Using all GC whole oil data of VPI-P01, VPI-P02 and VPI-P03 as an input data to run the cluster analysis, the dendrogram is shown in Figure 7 with two distinct groups. Accordingly, the samples of VPI-P01 and VPI-P03 are grouped in one cluster and the other cluster is VPI-P02 with very large distance. Hence, the oils from VPI-P01 and VPI-P03 have a distinct carbonate reservoir signature, whereas the oil from VPI-P02 has clastic signature. The distances between the groups (along the x-axis) are a relative measure of the magnitude of differences among the oils. Therefore, carbonate and clastic oils are clearly separable with large compositional discrepancy. Once again, this result proves that the oil flow from carbonate reservoir mainly contributes to the production stream of VPI-P01.
In addition, from over 500 chromatographic peaks (corresponding to more than 500 hydrocarbon compounds in a GC chromatogram from C6 to C14), through the adaptive algorithm and visual inspection, 26 pairs of distinctive chemical compounds (or 26 distinctive peak height ratios) were screened and chosen to display on the stardiagram. According to the star diagram, the difference between the geochemical properties of VPI-P01/VPI-P03 and VPI-P02 can be easily observed (Figure 8).
 

 

Figure 8. Polar (star) plot of selected peak ratios for well P01, P02, and P03

Quantitative results

Assuming oil from well VPI-P02  is  an  end‐member  oil of the clastic reservoir and oil from well VPI-P03 is an end-member oil of carbonate reservoir, the oil from well VPI-P01 is now considered as commingled oil from two reservoirs and therefore need to be allocated. Distinctive peak height ratios are chosen from approximately 1,000 gas chromatography peaks from C6 to C35 as input data of the Geochemical Allocation Software for allocation calculation.

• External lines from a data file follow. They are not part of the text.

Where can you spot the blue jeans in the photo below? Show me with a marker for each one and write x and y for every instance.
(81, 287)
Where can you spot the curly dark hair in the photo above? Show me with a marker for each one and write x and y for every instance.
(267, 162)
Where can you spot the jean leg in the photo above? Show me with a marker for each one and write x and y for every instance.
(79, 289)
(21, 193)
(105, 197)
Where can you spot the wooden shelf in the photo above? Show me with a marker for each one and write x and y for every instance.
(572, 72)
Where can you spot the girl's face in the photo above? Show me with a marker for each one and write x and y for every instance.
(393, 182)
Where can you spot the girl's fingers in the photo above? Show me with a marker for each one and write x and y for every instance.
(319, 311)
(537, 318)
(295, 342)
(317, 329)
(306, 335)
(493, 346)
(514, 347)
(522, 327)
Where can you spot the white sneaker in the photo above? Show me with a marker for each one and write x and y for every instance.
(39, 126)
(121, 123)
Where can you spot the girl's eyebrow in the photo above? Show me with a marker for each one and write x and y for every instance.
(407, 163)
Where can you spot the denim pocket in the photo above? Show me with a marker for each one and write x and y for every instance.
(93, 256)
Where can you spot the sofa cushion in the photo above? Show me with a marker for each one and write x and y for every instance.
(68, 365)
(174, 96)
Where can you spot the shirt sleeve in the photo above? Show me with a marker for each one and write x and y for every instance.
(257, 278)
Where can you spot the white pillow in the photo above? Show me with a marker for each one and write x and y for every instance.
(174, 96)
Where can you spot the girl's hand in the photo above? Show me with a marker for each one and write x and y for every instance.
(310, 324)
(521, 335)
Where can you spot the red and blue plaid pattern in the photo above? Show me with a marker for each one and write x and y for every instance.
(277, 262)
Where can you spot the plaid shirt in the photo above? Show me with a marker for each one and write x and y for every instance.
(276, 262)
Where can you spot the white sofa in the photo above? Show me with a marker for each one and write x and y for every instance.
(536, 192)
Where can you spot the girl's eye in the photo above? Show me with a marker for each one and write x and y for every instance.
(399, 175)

The allocation results of commingled well VPI-P01 show the contribution of both clastic and carbonate reservoirs to oil stream of P01 and vary from time to time. However, oil from carbonate reservoir mainly contributes tocommingled oil stream of well P01 during the observed period. It illustrates that oil produced from P01 is characterised  by  oil produced from carbonate reservoir. These results are consistent with the qualitative results in 3.2.

In order to evaluate the accuracy and validate the technique, the geochemical allocation results were compared with field production data based on MPLT running for well VPI-P01. Allocation of well VPI-P01 oils based on logging result compares very favourably with the geochemical result on the same date. The high agreement (in this case less than 1%) observed indicates the validity of the geochemical fingerprinting method.

4.    Conclusion

Geochemical fingerprinting technique with gas chromatography is a valuable method to accurately allocate commingled production stream and production pipeline. The results of allocation calculation of commingled wells based on their geochemical fingerprints are in excellent agreement (generally within 3%) with the actual production logging data. This method can be used to replace other methods (MPLT or metering) to determine the oil allocation from commingled wells/ pipelines more frequently because of their cost saving and high accuracy.